Internacional

Protestos na Venezuela já fizeram cinco mortos. Três são menores

Friday, 03/05/2019 | 14:06 Pelo menos cinco manifestantes morreram, três dos quais menores, e 239 ficaram feridos nos protestos que se seguiram ao levantamento encabeçado pelo autoproclamado Presidente venezuelano Juan Guaidó, divulgou hoje uma agência da ONU.

Pelo menos cinco manifestantes morreram, três dos quais menores, e 239 ficaram feridos nos protestos que se seguiram ao levantamento encabeçado pelo autoproclamado Presidente venezuelano Juan Guaidó, divulgou hoje uma agência da ONU.

 

As vítimas mortais foram baleadas por grupos pró-Governo nos protestos organizados a 30 de abril e 1 de maio, e elevam para 49 o número de manifestantes mortos este ano, de acordo com dados divulgados pela porta-voz da organização, Ravina Shamdasani.

Entre as vítimas contam-se três jovens, dois de 15 anos e um de 16 anos.

"Estamos a seguir com grande preocupação a situação na Venezuela", afirmou Shamdasani, recordando que as autoridades venezuelanas devem garantir "que não se haja uso excessivo de força e que [a operação] seja conduzida por forças de segurança" e não pelos grupos armados sem controlo conhecidos como "coletivos".

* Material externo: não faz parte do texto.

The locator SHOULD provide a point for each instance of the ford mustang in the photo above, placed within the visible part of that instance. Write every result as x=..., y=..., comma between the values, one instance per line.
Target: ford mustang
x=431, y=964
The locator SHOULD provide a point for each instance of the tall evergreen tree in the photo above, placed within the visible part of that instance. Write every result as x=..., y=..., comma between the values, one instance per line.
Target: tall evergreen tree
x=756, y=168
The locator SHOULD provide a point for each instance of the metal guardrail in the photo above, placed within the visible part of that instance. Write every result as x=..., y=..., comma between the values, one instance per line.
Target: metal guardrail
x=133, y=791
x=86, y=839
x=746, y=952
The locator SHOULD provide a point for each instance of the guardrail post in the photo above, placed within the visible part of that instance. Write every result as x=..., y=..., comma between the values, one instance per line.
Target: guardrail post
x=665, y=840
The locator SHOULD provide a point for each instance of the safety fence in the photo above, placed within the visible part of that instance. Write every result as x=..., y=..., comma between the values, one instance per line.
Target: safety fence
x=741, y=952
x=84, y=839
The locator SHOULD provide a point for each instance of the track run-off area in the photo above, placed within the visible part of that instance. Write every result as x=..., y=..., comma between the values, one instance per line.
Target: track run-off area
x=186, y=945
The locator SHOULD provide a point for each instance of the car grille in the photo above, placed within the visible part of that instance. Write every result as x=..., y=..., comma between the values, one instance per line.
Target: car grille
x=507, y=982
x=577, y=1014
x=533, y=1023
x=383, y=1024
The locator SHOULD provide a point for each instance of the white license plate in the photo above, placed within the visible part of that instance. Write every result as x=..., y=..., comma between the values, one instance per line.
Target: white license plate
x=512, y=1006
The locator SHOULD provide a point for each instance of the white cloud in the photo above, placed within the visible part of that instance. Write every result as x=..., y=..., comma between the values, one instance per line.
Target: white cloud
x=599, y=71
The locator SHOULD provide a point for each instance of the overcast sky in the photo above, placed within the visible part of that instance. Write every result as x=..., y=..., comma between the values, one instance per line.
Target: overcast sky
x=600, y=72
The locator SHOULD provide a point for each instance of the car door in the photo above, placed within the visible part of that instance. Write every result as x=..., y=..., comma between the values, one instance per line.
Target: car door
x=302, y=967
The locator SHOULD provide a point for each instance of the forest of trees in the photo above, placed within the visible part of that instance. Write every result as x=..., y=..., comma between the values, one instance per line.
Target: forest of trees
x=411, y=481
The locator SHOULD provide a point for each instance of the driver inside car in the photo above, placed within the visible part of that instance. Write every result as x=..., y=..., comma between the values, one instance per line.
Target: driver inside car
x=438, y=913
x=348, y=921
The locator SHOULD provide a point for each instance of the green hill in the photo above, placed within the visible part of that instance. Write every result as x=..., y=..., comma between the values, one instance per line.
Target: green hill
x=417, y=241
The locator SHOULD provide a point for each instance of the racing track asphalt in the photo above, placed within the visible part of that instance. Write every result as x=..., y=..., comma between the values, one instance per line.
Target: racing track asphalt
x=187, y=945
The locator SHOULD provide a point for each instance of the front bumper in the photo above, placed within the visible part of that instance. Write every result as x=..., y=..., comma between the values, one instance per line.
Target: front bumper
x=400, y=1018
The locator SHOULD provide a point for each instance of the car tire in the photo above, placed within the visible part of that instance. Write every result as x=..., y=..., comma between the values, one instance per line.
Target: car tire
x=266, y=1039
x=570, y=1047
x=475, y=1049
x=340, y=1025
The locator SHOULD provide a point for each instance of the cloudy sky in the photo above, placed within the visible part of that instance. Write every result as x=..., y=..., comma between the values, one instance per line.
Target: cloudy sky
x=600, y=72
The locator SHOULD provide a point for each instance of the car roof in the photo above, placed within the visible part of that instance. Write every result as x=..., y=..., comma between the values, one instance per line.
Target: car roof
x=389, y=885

A mesma fonte adiantou que pelo menos 10 jornalistas ficaram feridos enquanto faziam a cobertura dos protestos de 1 de maio, cinco dos quais com armas de fogo.

A porta-voz da organização escusou-se, no entanto, a comentar a atual situação do líder da oposição Leopoldo Lopez, atualmente na residência do embaixador de Espanha, mas sobre que pende uma ordem de detenção depois de ter sido libertado, a 30 de abril, por ordem de Guaidó.

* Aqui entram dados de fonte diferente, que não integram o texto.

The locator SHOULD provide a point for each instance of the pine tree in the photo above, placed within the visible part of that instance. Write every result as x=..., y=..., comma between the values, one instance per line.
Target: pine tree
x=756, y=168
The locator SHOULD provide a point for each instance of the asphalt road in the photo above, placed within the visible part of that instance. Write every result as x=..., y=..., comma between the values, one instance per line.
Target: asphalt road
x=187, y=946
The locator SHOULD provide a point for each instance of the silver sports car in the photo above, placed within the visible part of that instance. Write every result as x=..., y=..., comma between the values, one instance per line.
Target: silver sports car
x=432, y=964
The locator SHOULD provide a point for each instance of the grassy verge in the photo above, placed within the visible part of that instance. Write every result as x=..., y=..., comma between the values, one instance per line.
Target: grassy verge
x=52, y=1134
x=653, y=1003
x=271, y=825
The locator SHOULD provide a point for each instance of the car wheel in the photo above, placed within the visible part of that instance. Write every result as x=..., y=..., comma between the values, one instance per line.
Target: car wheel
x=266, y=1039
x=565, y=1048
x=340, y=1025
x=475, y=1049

A porta-voz da Agência das Nações Unidas para os Refugiados (ACNUR), Babar Baloch, insistiu, na mesma conferência de imprensa, realizada hoje, que López se encontra na embaixada espanhola na condição de "convidado" e não por ter pedido asilo.

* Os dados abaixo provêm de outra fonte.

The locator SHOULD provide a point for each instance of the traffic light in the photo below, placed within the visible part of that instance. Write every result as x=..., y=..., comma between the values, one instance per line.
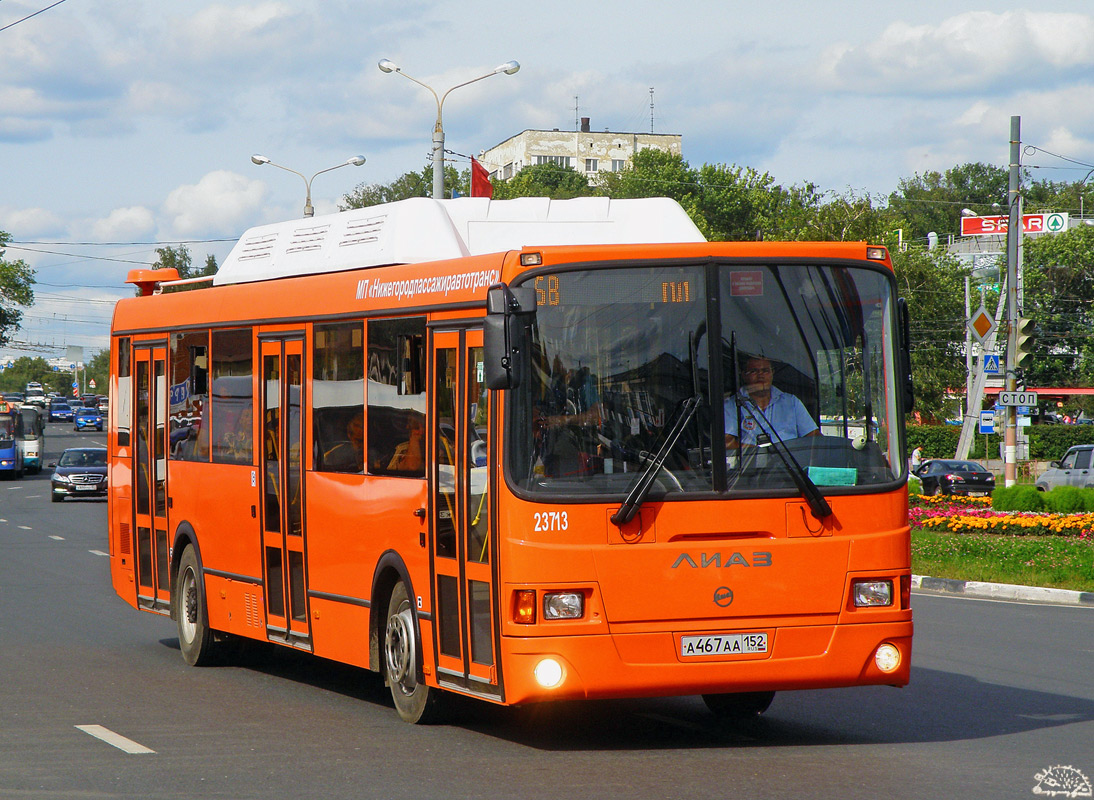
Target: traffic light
x=1023, y=348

A responsável da agência de direitos humanos comentou ainda o caso do deputado venezuelano Gilber Caro, cujo paradeiro é desconhecido desde 26 de abril, sublinhando que a sua detenção violou a imunidade parlamentar e as leis internacionais.

"Esta situação é especialmente preocupante, já que [Gilber Caro] corre um risco elevado de estar a ser torturado ou a sofrer maus tratos", disse Shamdasani, recordando que Caro se reuniu, em março, com representantes da agência para os direitos humanos da ONU, durante uma visita destes àquele país para preparar uma possível viagem da alta comissária Michele Bachelet.

Juan Guaidó, autoproclamado presidente interino e que tem o apoio de mais de 50 países, desencadeou na madrugada de terça-feira um ato de força contra o regime de Nicolás Maduro em que envolveu militares e para o qual apelou à adesão popular.

O regime de Maduro, que tem o apoio da Rússia, Irão, Turquia além de Cuba e alguns outros países da América Latina, ripostou considerando que estava em curso uma tentativa de golpe de Estado e não houve progressos na situação, aparentemente dominada pelo regime.